¡Fuera de lugar!

Con lo flojo de nuestra actualidad futbolística es realmente vergonzoso el enfrentamiento por un patrocinio entre el Junior de Barranquilla y Pastas La Muñeca.

Sin embargo, algunos dirán que la plata manda y cuando de dinero se trata, todo se vale. Es apenas de esperar que las partes o el más guache de los dos pele el cobro en clara manifestación de malicia.

La información disponible en este caso, y previendo claro esta que, el susodicho contrato no contemple una cláusula de rescisión, apunta a que la razón la tiene Harinera del Valle. Están en lo cierto quienes afirman que, “el Señor Arturo Char, presidente del Club, y demás directivos del Junior están dando un pésimo ejemplo a la comunidad de negocios, a la deportiva y a la sociedad en general, al irrespetar las reglas y faltar al “juego limpio”, deshonrando de tan grave y alevosa manera los contratos que firman y que son ley para las partes”.
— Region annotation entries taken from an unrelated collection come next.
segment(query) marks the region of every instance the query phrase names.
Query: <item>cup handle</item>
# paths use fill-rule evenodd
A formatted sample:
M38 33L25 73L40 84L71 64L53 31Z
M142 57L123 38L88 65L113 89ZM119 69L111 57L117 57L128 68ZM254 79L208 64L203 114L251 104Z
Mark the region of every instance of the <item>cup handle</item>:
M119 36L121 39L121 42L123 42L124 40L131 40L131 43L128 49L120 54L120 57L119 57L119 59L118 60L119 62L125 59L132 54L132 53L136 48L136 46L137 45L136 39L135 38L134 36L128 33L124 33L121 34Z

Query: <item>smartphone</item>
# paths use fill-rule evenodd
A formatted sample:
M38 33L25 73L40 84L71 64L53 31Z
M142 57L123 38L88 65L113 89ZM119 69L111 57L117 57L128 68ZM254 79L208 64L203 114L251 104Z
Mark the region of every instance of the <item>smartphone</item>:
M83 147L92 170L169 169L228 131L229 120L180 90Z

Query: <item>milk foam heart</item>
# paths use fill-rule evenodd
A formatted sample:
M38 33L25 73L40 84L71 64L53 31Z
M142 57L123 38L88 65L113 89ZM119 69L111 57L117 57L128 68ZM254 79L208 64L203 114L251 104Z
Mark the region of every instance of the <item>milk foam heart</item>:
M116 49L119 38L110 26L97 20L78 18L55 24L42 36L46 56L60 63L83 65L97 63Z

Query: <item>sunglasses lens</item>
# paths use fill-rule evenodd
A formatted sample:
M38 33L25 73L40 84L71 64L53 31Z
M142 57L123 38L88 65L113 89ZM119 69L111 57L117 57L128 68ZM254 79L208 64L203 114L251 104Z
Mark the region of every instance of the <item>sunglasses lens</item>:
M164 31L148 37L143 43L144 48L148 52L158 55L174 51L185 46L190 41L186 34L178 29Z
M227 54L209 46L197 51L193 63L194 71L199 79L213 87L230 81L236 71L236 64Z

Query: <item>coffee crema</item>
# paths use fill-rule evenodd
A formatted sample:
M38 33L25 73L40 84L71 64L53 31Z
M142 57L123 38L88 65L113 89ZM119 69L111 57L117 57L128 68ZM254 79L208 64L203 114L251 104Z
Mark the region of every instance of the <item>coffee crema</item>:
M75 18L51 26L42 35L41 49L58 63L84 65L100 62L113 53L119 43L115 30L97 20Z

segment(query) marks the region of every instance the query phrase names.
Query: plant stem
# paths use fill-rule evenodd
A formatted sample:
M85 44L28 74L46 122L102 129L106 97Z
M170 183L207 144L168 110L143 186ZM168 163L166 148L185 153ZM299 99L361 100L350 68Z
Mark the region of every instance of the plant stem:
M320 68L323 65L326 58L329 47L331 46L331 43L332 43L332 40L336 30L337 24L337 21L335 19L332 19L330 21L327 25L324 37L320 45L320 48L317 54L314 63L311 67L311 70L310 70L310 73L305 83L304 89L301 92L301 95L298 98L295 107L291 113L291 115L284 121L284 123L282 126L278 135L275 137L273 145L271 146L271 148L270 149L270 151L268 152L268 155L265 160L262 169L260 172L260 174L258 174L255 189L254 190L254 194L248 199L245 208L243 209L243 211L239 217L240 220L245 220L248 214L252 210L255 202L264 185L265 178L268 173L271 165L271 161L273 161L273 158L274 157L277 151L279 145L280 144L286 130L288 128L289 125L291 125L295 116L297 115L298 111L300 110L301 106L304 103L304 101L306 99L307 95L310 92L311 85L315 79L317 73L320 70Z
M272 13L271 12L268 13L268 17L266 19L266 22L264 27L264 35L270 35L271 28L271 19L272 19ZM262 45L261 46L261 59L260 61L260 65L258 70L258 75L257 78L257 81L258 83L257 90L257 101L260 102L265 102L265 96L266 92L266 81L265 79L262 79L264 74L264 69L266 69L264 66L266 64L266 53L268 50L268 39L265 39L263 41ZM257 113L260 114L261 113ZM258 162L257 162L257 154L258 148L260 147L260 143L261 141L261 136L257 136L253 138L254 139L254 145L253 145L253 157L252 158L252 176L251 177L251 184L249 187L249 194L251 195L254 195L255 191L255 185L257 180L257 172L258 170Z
Distinto sería el panorama social, si los empresarios, particularmente, aquellos que algunos refieren como “grandes cacaos” revisan entre otros, los valores que sustentan las estrategias de negocio y sus políticas, sus relaciones con los clientes, los proveedores y los accionistas, así como su interacción con la comunidad.

Del asunto en cuestión, la marca Junior saldrá ilesa porque es patrimonio de su afición. Los patriarcas de la familia Char se verán obligados a innovar su marca Olímpica, ya que con dicho acontecer empresarial, ésta se hace cada vez más pequeña —perdiendo su valor— y porque por lo demás, entienden que el consumidor dispone de múltiples opciones dónde mercar, así como de variadas emisoras para escuchar.

Con el dinero previsto para el patrocinio hasta el 2016 y los 4 mil millones de indemnización, Pastas La Muñeca invertirá su dinero en un programa social que, de seguro le representará mayores réditos que su inversión en el equipo tiburón.

Con este proceder, todos ganan. Inclusive, hasta aquellos que habrán de encontrar en la jurisprudencia, la forma de doblegar la norma y menospreciar la ética comercial, como la integridad del honor.